Palestinos carregam suprimentos de ajuda que entraram em Gaza através de Israel, em Beit Lahia, no norte da Faixa de Gaza, em 27 de julho de 2025. — Foto: REUTERS/Dawoud Abu Alkas


O ministro da Segurança Nacional de Israel defendeu, neste domingo (3), que o país exerça soberania sobre a Faixa de Gaza — território palestino bombardeado desde outubro do ano passado. Conhecido por posições ultranacionalistas, o titular da pasta afirmou que Israel deveria anexar não apenas Gaza, mas também a Cisjordânia, o que, na prática, significaria o controle total das áreas palestinas ocupadas.


A declaração ocorre ao mesmo tempo em que cresce o número de países — entre eles Reino Unido, França, Canadá e Portugal — favoráveis ao reconhecimento pleno do Estado da Palestina. A expectativa é de que o tema ganhe impulso durante a Assembleia Geral da ONU, marcada para setembro. A tomada de posição dessas nações têm incomodado o governo israelense, que vê na iniciativa um movimento para pressionar o fim da guerra e avançar na criação de um Estado palestino independente como solução de longo prazo para o conflito.


As falas do ministro também foram condenadas por autoridades internacionais, que interpretam a defesa da expulsão de palestinos de seus territórios como um incentivo à limpeza étnica. A visita recente do chefe da pasta à Esplanada das Mesquitas — local sagrado para muçulmanos e judeus no centro histórico de Jerusalém — intensificou ainda mais as tensões na região, considerada de alta sensibilidade religiosa e geopolítica.


Enquanto declarações polêmicas circulam no plano político, a crise humanitária na Faixa de Gaza só se agrava. De acordo com o chefe da Agência das Nações Unidas para os Refugiados Palestinos (UNRWA), pelo menos 1.400 mortes já estariam relacionadas à fome no território. O governo local, no entanto, reconhece oficialmente mais de 150 vítimas. Na avaliação da ONU, a situação é consequência direta da restrição imposta por Israel à entrada de ajuda humanitária.
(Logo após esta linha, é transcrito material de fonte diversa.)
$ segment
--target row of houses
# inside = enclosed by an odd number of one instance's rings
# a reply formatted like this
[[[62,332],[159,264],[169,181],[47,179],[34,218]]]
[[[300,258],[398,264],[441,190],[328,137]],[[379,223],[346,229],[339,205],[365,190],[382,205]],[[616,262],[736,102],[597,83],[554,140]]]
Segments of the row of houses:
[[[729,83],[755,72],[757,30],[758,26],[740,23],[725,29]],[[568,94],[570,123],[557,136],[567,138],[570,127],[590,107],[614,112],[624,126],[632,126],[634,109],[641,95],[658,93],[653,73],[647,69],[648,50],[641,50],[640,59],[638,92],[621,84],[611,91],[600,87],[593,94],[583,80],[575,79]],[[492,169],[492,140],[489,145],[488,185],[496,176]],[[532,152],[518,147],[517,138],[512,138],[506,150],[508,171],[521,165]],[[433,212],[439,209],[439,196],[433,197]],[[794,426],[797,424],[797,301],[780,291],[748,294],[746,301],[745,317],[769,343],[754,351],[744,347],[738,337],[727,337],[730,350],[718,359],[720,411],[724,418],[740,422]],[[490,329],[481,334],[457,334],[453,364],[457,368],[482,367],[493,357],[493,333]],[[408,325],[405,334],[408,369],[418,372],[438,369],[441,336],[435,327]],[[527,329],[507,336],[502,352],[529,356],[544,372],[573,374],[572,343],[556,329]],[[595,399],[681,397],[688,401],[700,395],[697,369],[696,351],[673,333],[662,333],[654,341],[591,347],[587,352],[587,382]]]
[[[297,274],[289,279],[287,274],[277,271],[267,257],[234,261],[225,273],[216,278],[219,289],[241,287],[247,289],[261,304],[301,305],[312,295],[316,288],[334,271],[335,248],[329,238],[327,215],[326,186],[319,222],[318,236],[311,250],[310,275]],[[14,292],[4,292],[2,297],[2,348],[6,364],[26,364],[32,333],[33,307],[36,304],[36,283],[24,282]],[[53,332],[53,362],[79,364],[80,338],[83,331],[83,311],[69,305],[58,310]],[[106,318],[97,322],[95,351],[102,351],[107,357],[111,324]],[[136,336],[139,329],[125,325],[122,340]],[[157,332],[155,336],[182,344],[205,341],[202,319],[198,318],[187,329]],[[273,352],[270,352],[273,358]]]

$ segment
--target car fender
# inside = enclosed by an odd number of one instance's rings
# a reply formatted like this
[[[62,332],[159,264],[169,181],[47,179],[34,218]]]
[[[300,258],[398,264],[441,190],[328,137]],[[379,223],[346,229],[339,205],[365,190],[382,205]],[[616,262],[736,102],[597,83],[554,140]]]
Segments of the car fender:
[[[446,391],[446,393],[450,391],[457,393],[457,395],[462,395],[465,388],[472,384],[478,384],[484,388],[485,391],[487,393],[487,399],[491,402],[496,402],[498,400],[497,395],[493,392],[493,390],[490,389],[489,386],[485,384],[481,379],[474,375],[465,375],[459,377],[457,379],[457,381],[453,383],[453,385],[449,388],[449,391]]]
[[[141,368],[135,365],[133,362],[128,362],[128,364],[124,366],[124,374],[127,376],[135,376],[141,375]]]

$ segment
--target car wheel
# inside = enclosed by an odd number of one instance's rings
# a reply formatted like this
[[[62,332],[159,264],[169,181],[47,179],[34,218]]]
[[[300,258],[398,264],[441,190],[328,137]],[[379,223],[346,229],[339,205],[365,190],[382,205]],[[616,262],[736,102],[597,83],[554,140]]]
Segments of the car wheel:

A agência acusa Israel de criar, ao lado dos Estados Unidos, uma fundação paralela para distribuição de alimentos, à margem do sistema tradicional coordenado pela ONU há décadas. Segundo o órgão, a nova estrutura não consegue atender a população de forma efetiva e tem dificultado o fornecimento de itens básicos como água, alimentos e medicamentos. A UNRWA também rejeita a alegação israelense de que boa parte dos suprimentos fornecidos pelas Nações Unidas era desviada pelo Hamas.


Israel, por sua vez, insiste que não é responsável pelo desabastecimento e aponta que os grupos armados palestinos utilizam ajuda internacional para fins militares. Enquanto o impasse político e diplomático segue sem resolução, milhares de famílias permanecem em situação crítica, dependendo de corredores humanitários instáveis para sobreviver.


Fontes: agências de notícias internacionais.